Any recommended parser?

dnanexus-rnd / GLnexus

Scalable gVCF merging and joint variant calling for population sequencing projects

Apache License 2.0

145 stars 37 forks source link

Any recommended parser? #209

Closed ghost closed 4 years ago

ghost commented 4 years ago

Hello,

I was just wondering if there was any recommended tool for parsing the pVCF? Of course it is always possible to write on to extract the relevant fields. If I am interested into de novo variants that exist in 1 sample, and is not shared with any other sample, what would be the genotype assigned by GLnexus? Am I right to assume I should look for rows where the genotypes is ./. everywhere but in a single sample?

thanks a lot

mlin commented 4 years ago

Hi,

Any VCF parser should be able to load the GLnexus pVCF at least syntactically. Let us know if you find this not to be the case. If you specify the programming language maybe I can provide a general suggestion from past experience.

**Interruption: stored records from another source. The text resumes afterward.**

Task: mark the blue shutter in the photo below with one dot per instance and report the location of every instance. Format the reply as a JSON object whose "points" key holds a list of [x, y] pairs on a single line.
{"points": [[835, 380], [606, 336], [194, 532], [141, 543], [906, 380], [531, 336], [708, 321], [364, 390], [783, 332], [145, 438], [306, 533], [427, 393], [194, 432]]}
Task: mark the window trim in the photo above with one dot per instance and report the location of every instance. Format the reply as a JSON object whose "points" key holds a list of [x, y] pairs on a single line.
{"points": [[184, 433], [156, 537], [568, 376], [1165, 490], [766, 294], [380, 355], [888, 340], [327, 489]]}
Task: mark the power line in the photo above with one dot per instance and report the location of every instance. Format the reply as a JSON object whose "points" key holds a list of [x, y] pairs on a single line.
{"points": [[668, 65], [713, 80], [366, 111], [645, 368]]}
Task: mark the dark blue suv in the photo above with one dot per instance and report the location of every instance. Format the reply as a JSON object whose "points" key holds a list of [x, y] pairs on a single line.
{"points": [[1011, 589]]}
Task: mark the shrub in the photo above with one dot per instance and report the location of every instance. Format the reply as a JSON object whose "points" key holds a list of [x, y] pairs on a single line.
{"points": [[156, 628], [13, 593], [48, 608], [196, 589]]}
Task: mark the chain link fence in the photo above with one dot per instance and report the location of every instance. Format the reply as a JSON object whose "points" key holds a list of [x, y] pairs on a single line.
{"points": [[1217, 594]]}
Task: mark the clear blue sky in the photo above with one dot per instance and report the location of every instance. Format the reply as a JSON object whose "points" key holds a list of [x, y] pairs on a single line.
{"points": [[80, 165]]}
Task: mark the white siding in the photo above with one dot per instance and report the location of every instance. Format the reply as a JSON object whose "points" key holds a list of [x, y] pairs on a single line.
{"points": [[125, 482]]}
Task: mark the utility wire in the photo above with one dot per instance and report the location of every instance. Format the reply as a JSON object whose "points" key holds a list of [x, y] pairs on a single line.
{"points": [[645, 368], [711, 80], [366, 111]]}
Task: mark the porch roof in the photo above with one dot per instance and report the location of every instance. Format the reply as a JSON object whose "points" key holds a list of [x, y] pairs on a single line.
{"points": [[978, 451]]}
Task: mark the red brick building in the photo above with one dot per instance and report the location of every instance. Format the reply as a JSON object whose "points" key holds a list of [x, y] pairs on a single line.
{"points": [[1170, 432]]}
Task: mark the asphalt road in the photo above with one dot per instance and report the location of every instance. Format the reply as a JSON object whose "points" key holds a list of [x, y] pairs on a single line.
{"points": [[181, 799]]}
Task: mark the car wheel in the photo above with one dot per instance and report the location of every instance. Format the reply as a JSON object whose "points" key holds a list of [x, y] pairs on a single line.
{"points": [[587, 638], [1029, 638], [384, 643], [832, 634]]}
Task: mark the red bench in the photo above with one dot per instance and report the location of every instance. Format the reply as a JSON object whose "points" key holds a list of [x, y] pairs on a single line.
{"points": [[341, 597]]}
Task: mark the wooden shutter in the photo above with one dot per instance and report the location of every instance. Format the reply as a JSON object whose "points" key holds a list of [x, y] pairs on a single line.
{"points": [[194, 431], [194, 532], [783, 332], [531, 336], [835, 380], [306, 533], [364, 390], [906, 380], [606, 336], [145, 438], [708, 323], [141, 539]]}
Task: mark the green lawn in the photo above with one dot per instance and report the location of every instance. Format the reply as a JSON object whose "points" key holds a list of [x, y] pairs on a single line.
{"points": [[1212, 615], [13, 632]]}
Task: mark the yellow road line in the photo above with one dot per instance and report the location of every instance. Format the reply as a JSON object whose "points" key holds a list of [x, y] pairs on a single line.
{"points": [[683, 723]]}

I say "at least syntactically" because there are a lot of subtleties in how VCF details can be interpreted, especially when there are information dependencies between different records. This is a general challenge for the field.

To find singletons I think you would look for rows where the GT fields call an alternate allele exactly once across the samples (e.g GT=0/1 or GT=0/2 or GT=./1 or GT=./2). Whether the other samples have GT=0/0 or GT=./. is less relevant.

Keep in mind this will find some bona fide singletons but, given the noise inherent in these experiments, will also tend to enrich for false-positive or otherwise problematic variant calls.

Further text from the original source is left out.